How developed is PNG’s timber industry? What is its potential as an economic driver?
JAMES LAU: The industry is a very significant part of PNG’s economy. It contributes 2% to GDP, makes up 5% of exports and employs 10,000 people. It has a significant impact in rural areas, where employment opportunities are scarce and infrastructure spending by timber companies for health or education facilities and roads can outstrip government spending. It has enormous potential as an economic driver if resources are managed sustainably. China is now generally recognised as the global manufacturing centre for timber products. PNG’s proximity to China makes it an ideal exporter to this market and other importing countries in the region. Output from PNG’s timber industry could be two to three times the current level, which would significantly add to the manufacturing sector.
What are the key export markets for timber, and how will they evolve over the next few years?
LAU: The key export markets are China, South Korea and Australia. There is the threat of a global downturn that will push demand down, but growth prospects for all three markets are solid compared with Europe or the US. How these markets will evolve for PNG exporters is dependent on demand and familiarity with our products. In China, demand has not dropped and growth is expected to continue. Chinese importers are also now very familiar with our products. If both of these trends continue, China will remain a major market both for us and for other businesses in PNG.
How fierce is the competition within the timber industry in PNG, and are we likely to see more international firms entering the market?
LAU: The difficulty for timber firms in the past has been making their operations profitable. This is why a lot of Australian and Japanese firms pulled out of PNG in the early 1990s. There is always competition for timber resources between firms, but there is less competition in manufacturing and processing. This is where Rimbunan Hijau has a competitive advantage over other companies. Demand for both raw and processed timber products is still strong, so it is possible that other firms will enter the market, and competition is always a good thing. Most of the projects are remote and the operators have contractual obligations to establish social infrastructure, such as health and education facilities. Infrastructure development obligations are negotiated during the project tender and reflected in the timber permits.

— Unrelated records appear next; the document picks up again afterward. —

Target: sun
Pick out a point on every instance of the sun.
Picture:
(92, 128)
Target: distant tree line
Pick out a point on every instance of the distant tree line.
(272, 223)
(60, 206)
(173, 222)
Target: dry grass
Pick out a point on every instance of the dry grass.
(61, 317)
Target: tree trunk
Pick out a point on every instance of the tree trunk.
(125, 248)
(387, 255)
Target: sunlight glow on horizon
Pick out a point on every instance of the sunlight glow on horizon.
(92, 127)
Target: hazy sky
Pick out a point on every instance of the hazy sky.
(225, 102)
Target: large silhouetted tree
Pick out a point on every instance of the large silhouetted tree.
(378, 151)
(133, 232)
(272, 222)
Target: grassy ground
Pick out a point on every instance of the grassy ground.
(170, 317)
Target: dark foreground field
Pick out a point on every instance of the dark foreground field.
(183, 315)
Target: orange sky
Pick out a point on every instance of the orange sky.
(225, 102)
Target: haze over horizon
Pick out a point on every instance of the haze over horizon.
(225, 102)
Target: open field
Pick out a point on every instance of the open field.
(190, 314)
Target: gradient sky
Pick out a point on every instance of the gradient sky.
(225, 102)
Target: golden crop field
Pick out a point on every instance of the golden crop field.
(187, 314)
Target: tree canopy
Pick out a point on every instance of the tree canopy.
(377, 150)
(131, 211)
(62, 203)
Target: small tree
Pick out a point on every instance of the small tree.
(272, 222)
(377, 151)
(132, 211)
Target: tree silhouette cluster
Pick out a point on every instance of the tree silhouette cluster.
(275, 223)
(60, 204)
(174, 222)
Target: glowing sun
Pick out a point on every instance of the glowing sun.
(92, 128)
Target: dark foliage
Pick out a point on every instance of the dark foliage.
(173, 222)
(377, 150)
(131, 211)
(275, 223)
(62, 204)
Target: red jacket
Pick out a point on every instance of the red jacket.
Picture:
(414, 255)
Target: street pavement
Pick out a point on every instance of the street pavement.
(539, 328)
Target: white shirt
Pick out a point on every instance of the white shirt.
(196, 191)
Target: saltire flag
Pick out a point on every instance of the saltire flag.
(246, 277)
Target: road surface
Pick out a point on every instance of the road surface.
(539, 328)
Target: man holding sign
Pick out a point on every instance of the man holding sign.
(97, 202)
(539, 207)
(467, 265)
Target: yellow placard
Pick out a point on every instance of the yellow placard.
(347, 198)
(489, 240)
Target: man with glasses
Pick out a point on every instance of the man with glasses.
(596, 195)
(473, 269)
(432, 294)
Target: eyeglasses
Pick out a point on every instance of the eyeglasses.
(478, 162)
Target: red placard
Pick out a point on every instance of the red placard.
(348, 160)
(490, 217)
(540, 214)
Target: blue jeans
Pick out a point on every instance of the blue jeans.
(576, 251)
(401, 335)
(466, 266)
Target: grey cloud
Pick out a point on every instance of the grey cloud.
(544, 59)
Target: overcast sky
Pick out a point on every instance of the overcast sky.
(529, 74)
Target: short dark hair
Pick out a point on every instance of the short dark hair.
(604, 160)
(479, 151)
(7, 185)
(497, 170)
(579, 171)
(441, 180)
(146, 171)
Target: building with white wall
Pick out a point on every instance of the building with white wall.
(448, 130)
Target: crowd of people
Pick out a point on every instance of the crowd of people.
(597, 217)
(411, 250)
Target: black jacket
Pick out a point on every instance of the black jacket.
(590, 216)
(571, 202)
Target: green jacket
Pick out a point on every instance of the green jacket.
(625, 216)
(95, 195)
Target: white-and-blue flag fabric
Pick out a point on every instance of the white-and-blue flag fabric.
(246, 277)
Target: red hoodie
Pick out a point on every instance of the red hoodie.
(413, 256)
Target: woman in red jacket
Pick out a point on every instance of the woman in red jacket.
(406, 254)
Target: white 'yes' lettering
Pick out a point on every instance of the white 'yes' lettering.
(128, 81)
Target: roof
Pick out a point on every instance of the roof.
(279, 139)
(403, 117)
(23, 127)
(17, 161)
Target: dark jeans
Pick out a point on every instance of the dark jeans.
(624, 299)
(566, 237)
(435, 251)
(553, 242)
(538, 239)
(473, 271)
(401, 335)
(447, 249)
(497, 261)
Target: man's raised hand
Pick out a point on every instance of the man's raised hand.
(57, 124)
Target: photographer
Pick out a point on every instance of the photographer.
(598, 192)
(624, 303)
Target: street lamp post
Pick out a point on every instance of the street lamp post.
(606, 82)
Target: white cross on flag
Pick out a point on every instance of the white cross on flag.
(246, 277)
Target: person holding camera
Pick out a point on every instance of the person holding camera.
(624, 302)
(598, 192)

How evolved is downstream activity in the timber industry, and what areas of opportunity are there?
LAU: Both industry and the government have been moving towards increasing the level of timber manufacturing. However, downstream processing is underdeveloped and there are still many opportunities in the domestic market. Internationally, it is difficult to compete with Malaysia and China, where processing and manufacturing is more efficient. Recovery rates for inputs in PNG average 40%; in China and Malaysia they are up to 80%. Infrastructure is still a major barrier to making processing industries more efficient.
How challenging are the land ownership issues for foreign investors to negotiate?
LAU: There are always challenges for the private sector. What makes PNG different from other countries is that most forested land is not state owned, and there is little or no formal land titling. With a few exceptions, you cannot find the owner of a piece of land and offer money for it. All sectors place different demands on developers, but it ultimately comes down to negotiating with a large group of people rather than with an individual or single business entity. This requires patience and acceptance that consulting with landowners is a rolling process with many challenges. This applies to all resource extraction sectors, from forestry and agriculture through to mining.